Mankoubin is one of the impoverished neighborhoods of Tripoli, producing youths who have joined such extremist groups as Jabhat al-Nusra and the Islamic State and have carried out attacks in Syria and Iraq, as well as in Lebanon.
The Alawite neighbourhood of Jabal Mohsen is seen through a bullet hole in the window of an apartment in the Sunni Mankoubin district in Lebanon's northern port of Tripoli on August 25, 2012, following clashes between pro- and anti-Syrian factions in the city, stoking fears of a spillover of bloodshed. AFP PHOTO / ANWAR AMRO        (Photo credit should read ANWAR AMRO/AFP/Getty Images)

TRIPOLI, Lebanon — The Lebanese government initiated a widespread security crackdown in the wake of a twin suicide bombing on Jan. 10 in Tripoli's Jabal Mohsen district, killing nine people and injuring 37 others. Several people have been detained in Mankoubin, the poor neighborhood from which the two bombers hailed that has been at the heart of jihadi activity since the beginning of the Syrian civil war.
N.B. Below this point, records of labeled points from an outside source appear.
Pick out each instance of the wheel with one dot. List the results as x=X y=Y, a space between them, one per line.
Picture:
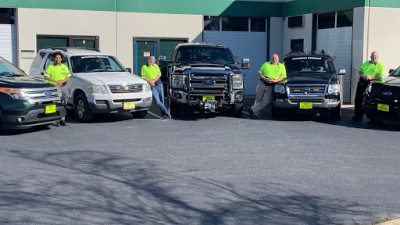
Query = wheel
x=139 y=114
x=237 y=109
x=336 y=113
x=275 y=112
x=82 y=110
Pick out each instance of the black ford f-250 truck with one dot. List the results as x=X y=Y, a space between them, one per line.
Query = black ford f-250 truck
x=25 y=101
x=205 y=77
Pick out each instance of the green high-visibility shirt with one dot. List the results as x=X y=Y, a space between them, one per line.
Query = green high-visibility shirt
x=57 y=72
x=273 y=71
x=150 y=72
x=375 y=70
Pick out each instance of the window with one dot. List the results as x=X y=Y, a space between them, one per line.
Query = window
x=90 y=42
x=297 y=45
x=258 y=24
x=326 y=20
x=235 y=23
x=345 y=18
x=7 y=16
x=295 y=21
x=211 y=23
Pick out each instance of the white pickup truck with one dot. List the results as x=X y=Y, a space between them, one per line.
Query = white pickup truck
x=98 y=83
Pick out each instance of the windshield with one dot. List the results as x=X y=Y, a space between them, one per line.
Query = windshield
x=8 y=69
x=309 y=64
x=204 y=55
x=95 y=63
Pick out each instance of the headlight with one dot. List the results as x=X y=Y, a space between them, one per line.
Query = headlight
x=97 y=88
x=333 y=89
x=279 y=88
x=147 y=87
x=14 y=93
x=178 y=81
x=237 y=82
x=369 y=88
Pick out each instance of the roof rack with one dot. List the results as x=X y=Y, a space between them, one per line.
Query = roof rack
x=65 y=49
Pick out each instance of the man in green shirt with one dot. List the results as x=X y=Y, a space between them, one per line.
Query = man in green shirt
x=58 y=74
x=370 y=71
x=151 y=73
x=270 y=73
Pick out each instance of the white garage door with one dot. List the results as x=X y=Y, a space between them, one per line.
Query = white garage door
x=252 y=45
x=337 y=43
x=8 y=43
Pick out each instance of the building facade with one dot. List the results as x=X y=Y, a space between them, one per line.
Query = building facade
x=133 y=29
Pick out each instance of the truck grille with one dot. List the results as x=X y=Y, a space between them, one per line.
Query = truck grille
x=126 y=88
x=208 y=84
x=42 y=95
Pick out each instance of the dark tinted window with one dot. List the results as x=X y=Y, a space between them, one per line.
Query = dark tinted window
x=235 y=23
x=258 y=24
x=326 y=20
x=345 y=19
x=211 y=23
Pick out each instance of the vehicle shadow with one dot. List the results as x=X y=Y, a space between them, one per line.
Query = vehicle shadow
x=92 y=187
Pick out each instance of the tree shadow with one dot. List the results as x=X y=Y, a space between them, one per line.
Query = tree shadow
x=91 y=187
One week after the bombing, another Mankoubin resident, Bassam Hussam al-Naboush, was arrested for attempting to carry out terrorist operations against army posts and residential areas alongside a Christian Tripoli resident, Tony Warrak, who had converted to Islam. Since the Syrian uprising, Mankoubin residents, most of whom are Sunnis and appear to support the Syrian revolution, have been at odds with their Alawite neighbors in Jabal Mohsen, who support the regime of President Bashar al-Assad.